Don't expect an AI agent to invent a successful sales process. First, have your human team identify and document what works—effective emails, scripts, and objection handling. Then, train the AI on this proven playbook to execute it flawlessly and at scale. The AI is a scaling tool, not a strategist from day one.
Vercel COO Jean Grosser's litmus test for a great salesperson is that engineers shouldn't be able to tell they aren't a PM for at least 10 minutes. This requires deep product knowledge, enabling sales to act as an R&D function by translating customer feedback into valuable product signals.
While consolidating tools seems efficient, using specialized, best-in-class AI agents for each GTM function (one for outbound, one for inbound) yields superior results. The depth and focus of specialized tools enable more powerful and nuanced use cases, justifying the management overhead of multiple systems.
With AI agents automating raw code generation, an engineer's role is evolving beyond pure implementation. To stay valuable, engineers must now cultivate a deep understanding of business context and product taste to know *what* to build and *why*, not just *how*.
Unlike older sales tools, AI agents shouldn't be handed to individual SDRs to manage. This approach leads to failure. Instead, centralize the strategy: a core team must own agent training, contact routing, and performance tuning to ensure a consistent and effective GTM motion across the entire organization.
In the AI era, marketing and growth roles are splitting into two distinct archetypes: the 'tastemaker' who has exceptional creative taste and intuition, and the 'engineer' who can technically analyze and orchestrate complex systems. Being average at both is no longer a viable path to success.

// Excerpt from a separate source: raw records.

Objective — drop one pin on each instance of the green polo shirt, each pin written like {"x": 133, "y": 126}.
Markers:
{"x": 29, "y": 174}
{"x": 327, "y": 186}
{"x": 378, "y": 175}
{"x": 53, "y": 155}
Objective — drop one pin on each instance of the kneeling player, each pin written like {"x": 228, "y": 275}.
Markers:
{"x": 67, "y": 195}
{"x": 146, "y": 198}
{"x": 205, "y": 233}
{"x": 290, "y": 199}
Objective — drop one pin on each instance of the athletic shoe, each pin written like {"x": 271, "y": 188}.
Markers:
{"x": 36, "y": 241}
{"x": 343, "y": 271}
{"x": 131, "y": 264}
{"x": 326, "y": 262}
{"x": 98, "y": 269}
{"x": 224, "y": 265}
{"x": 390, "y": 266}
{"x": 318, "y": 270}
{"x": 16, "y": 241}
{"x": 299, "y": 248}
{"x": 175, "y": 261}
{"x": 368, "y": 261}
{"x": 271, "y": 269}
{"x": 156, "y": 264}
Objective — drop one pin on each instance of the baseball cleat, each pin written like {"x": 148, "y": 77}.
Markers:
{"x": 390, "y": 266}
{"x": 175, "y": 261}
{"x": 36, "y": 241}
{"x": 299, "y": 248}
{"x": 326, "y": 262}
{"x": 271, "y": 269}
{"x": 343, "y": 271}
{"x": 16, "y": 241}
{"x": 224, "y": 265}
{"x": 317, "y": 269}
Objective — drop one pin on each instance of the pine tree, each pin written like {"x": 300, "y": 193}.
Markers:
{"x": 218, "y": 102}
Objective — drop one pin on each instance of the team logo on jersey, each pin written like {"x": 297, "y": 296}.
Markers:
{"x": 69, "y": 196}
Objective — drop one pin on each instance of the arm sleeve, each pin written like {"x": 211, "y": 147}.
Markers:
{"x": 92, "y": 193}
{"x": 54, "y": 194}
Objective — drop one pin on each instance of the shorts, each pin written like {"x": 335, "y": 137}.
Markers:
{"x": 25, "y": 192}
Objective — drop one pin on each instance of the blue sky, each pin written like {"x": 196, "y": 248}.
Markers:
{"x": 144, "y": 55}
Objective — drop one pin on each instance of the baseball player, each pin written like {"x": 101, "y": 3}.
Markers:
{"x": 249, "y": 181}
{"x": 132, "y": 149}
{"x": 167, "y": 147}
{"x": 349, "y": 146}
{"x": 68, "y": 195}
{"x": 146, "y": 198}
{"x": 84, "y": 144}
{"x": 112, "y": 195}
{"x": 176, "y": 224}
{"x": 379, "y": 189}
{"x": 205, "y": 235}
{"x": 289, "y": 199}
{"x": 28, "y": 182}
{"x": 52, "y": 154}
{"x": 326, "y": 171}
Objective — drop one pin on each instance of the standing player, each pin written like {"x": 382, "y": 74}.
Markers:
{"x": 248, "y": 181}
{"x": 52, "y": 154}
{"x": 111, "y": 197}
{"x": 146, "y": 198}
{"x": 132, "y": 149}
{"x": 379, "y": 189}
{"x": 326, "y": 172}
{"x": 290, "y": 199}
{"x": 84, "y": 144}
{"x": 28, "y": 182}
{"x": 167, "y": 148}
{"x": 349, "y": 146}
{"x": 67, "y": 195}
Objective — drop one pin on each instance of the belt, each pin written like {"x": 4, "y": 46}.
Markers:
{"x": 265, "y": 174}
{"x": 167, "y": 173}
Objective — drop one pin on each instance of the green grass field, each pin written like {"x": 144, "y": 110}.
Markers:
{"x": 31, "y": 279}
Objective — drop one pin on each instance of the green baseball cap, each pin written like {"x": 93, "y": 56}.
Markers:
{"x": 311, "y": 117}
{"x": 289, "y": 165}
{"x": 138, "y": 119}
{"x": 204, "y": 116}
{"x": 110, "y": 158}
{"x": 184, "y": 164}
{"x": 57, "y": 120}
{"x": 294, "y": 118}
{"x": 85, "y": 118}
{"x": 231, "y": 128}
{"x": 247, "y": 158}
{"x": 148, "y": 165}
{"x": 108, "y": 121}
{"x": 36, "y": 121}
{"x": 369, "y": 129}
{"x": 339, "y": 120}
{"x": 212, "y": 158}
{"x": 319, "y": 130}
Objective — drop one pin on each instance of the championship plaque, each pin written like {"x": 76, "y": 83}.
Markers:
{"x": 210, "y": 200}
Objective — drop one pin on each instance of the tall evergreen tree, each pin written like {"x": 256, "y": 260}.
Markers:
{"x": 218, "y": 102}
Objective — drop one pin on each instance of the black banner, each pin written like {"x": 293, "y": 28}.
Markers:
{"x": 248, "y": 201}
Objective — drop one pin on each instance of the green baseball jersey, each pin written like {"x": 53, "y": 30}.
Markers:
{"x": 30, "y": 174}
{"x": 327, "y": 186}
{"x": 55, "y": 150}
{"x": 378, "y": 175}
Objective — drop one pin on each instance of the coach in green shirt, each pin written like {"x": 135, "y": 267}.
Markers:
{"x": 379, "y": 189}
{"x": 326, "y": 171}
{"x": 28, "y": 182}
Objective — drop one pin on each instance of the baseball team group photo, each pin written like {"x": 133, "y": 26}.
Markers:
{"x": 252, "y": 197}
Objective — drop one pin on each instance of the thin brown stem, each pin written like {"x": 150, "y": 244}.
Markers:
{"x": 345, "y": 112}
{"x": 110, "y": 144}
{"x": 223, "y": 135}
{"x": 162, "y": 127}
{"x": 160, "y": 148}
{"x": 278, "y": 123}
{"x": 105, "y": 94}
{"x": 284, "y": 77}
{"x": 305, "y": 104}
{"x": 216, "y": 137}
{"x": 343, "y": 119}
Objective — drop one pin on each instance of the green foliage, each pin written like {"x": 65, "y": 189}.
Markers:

You can't delegate AI tool implementation to your sales team or a generalist RevOps person. Success requires a dedicated, technical owner in-house—a 'GTM engineer' or 'AI nerd.' This person must be capable of building complex campaigns and working closely with the vendor's team to train and deploy the agent effectively.
This emerging role applies engineering and AI to GTM functions, building agents to automate tasks like lead qualification and personalized outreach. This dramatically increases efficiency, allowing one person, with an AI agent, to do the work of ten.
Contrary to the belief that PMs are the earliest tech adopters, go-to-market functions (sales, marketing, support) are leading agent adoption. Their work involves frequently recurring, pattern-based tasks that are a perfect fit for automation, putting them ahead of the curve.